In a comment on Ben’s recent post, LFC wrote, “As you know, different fields have different norms re conferences, and the conf paper in history probably remains more a purely oral medium than in some of the social sciences. Certainly no one reads his/her paper verbatim at a pol sci conference, they just do a summary.”
Wow, I thought, that is different. At every conference of historians I have attended, presenters invariably read their papers word for word — some with a more engaging style, and others, well, not so much. But the norms of our profession seem to dictate that we must stick to the text, not only in our writing but also in our presentation.
There are good reasons for hewing very closely to the paper one has written. Chief among them is that one’s fellow panelists / commenters are prepared to respond to the text you gave them, not to some ex tempore riff on that text.
Another good reason to stick to the script is a consideration of time. The first time I wrote a paper for a conference, my advisor told me that a good rule of thumb is to assume that each typed, double-spaced page takes about two minutes to read. Then you need to read the paper through several times, out loud, and cut as necessary. His concern was that I edit for length, and he was right about that. But I also find it crucial in these cases to edit for style. Many the sentence that lives on the page only to die in the speaking.
Perhaps the biggest reason to stick to the text — to read aloud, word for word, rather than summarizing — is the fact that, well, that seems to be what historians expect of one another. When giving a paper, that’s what historians do. When LFC commented that the history conference paper “probably remains more a purely oral medium,” I am wondering if “verbal” might be a better word there — meaning that historians do not generally rely on slides, visual aids, charts of data. Instead, the history conference paper, like the profession, is heavily logocentric and thoroughly textual. So perhaps it is precisely because history is avowedly not an oral medium that we generally read papers verbatim.
As I was mulling this over, and wondering just how much improvisation one could safely get away with in a conference presentation — not that I would do such a thing, heaven forfend; it’s all purely hypothetical — I began to wonder if this disciplinary practice of ours, this long stylistic tradition, might have its origins or antecedents (or at least its analogic corollary) in what I would call the “high homiletic style” of ecclesiastic practice.

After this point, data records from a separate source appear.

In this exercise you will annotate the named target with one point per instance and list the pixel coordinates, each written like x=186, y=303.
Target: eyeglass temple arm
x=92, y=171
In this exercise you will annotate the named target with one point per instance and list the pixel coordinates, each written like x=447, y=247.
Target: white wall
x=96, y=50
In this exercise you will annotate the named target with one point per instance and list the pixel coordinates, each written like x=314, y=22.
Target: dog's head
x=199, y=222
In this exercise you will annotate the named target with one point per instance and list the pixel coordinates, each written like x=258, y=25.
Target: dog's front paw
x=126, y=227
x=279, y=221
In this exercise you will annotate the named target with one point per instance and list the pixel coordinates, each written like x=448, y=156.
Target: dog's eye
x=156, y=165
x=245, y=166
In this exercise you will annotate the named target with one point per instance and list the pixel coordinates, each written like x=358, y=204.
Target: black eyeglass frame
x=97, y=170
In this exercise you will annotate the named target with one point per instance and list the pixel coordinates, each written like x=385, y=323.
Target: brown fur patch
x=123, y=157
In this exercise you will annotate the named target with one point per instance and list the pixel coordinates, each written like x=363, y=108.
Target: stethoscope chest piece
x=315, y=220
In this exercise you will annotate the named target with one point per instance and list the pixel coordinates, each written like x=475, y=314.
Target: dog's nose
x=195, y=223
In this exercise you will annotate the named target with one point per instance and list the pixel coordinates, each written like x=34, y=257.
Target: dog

There’s nothing wrong with that style — we wouldn’t have Emerson’s address to the Harvard Divinity students without it, and that text alone is worth all the sermons delivered on any given Sunday across America taken together. Emerson’s address has to be one of the finest sermons ever written. But it’s just that — the writtenness — that is so characteristic of our secular sermonic practice as historians. We try to balance exegesis, contextualization, and application, in prose that is polished and pleasing, sharing the insights we have gleaned from our study for the edification of those who hear. Indeed, our addresses, our talks, our conference papers, probably differ more in aim than in form from homilies.
But even homilists can preach it once in a while — and none better than Emerson:
I once heard a preacher who sorely tempted me to say I would go to church no more. Men go, thought I, where they are wont to go, else had no soul entered the temple in the afternoon. A snow-storm was falling around us. The snow-storm was real, the preacher merely spectral, and the eye felt the sad contrast in looking at him, and then out of the window behind him into the beautiful meteor of the snow. He had lived in vain. He had no one word intimating that he had laughed, or wept, was married or in love, had been commended, or cheated, or chagrined. If he had ever lived and acted, we were none the wiser for it. The capital secret of his profession, namely, to convert life into truth, he had not learned….The true preacher can be known by this, that he deals out to the people his life — life passed through the fire of thought.
We historians are supposed to be spectral, aren’t we? It is not our life, our laughter, our love or commendation, that must come through upon the page. Past lives, other lives — but not our life, surely.
Yet how will those past lives, those other lives, breathe and move and have their being again, except through the fire of our thought? If we do not put our own lives into our work, no other life will come through either — though we speak in the tongues of men and of angels.